La legisladora explicó que el país está cumpliendo puntualmente con el Tratado de Aguas de 1944. Aunque esto implica ceder volumen a Estados Unidos, los candados legales protegen el consumo humano y buscan minimizar el golpe al campo.

El “As” bajo la manga: Agua de Nuevo León
Más que esperar lluvias milagrosas, la verdadera apuesta para salvar el riego agrícola en 2026 es la infraestructura.
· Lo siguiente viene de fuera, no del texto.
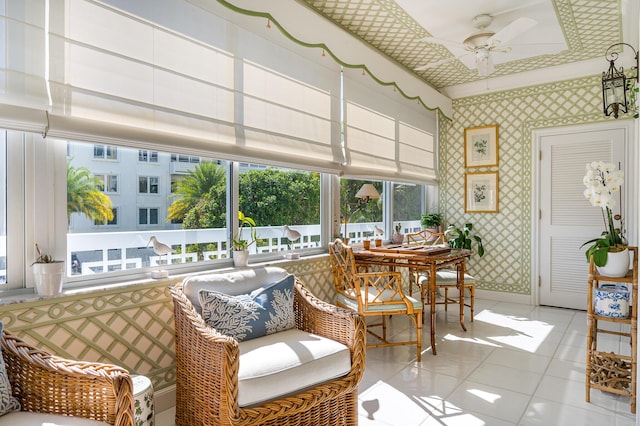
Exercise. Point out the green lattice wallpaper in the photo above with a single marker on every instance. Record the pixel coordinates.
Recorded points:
(129, 326)
(507, 235)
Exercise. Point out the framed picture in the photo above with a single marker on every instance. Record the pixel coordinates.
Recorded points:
(481, 192)
(481, 146)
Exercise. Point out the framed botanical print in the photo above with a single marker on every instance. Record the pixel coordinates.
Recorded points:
(481, 146)
(481, 192)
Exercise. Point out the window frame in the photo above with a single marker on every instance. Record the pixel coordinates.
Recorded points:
(43, 163)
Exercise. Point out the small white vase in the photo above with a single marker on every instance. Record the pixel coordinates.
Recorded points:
(617, 264)
(240, 258)
(48, 277)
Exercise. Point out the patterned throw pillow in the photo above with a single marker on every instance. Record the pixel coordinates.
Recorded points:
(265, 310)
(7, 401)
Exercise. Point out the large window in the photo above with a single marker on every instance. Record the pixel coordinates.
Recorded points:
(3, 207)
(278, 197)
(362, 218)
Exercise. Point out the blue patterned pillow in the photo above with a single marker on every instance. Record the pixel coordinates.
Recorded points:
(7, 401)
(265, 310)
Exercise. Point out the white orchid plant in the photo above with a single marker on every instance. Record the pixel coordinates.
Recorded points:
(602, 183)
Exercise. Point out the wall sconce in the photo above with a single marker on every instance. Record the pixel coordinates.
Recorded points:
(614, 83)
(366, 193)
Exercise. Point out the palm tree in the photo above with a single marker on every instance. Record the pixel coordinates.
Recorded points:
(194, 188)
(84, 195)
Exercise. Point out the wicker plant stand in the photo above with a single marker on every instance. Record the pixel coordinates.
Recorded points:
(609, 371)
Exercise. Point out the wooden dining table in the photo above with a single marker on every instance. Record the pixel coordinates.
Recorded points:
(420, 258)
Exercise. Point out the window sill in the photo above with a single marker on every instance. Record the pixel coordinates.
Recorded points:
(9, 297)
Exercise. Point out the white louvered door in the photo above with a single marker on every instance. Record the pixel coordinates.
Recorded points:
(567, 219)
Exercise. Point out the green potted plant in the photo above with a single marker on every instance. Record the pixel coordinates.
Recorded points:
(397, 237)
(432, 221)
(241, 246)
(48, 274)
(464, 238)
(602, 181)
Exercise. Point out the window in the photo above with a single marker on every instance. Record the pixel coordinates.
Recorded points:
(147, 216)
(198, 202)
(361, 220)
(408, 206)
(145, 156)
(107, 183)
(3, 208)
(185, 159)
(109, 222)
(275, 197)
(148, 185)
(105, 151)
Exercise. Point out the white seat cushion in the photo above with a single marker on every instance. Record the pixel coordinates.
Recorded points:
(285, 362)
(29, 418)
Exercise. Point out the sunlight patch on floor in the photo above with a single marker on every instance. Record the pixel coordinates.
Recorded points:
(520, 333)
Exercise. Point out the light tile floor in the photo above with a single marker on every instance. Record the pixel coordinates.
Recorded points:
(515, 365)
Eguía Castillo confirmó que este año se tiene proyectado arrancar la obra para traer agua tratada desde Nuevo León hacia Tamaulipas.
“La idea es que el gobierno federal lo inicie durante el presente año (2026) para que, más allá de si hay agua de lluvia o no, se haga realidad la infraestructura que se requiere”, señaló, indicando que esto compensaría el déficit del Río Bravo.
¿Por qué no nos quedamos sin agua?
La diputada aclaró la confusión común sobre el pago: México no está obligado a entregar todo el agua en un solo año si hay sequía. El tratado permite ciclos de cinco años para regularizar la deuda. Dado que el periodo 2020-2025 fue críticamente seco, el acuerdo bilateral permite a México reponer esos volúmenes en el nuevo ciclo, que vence hasta octubre de 2030, dando un respiro hídrico a la región inmediata.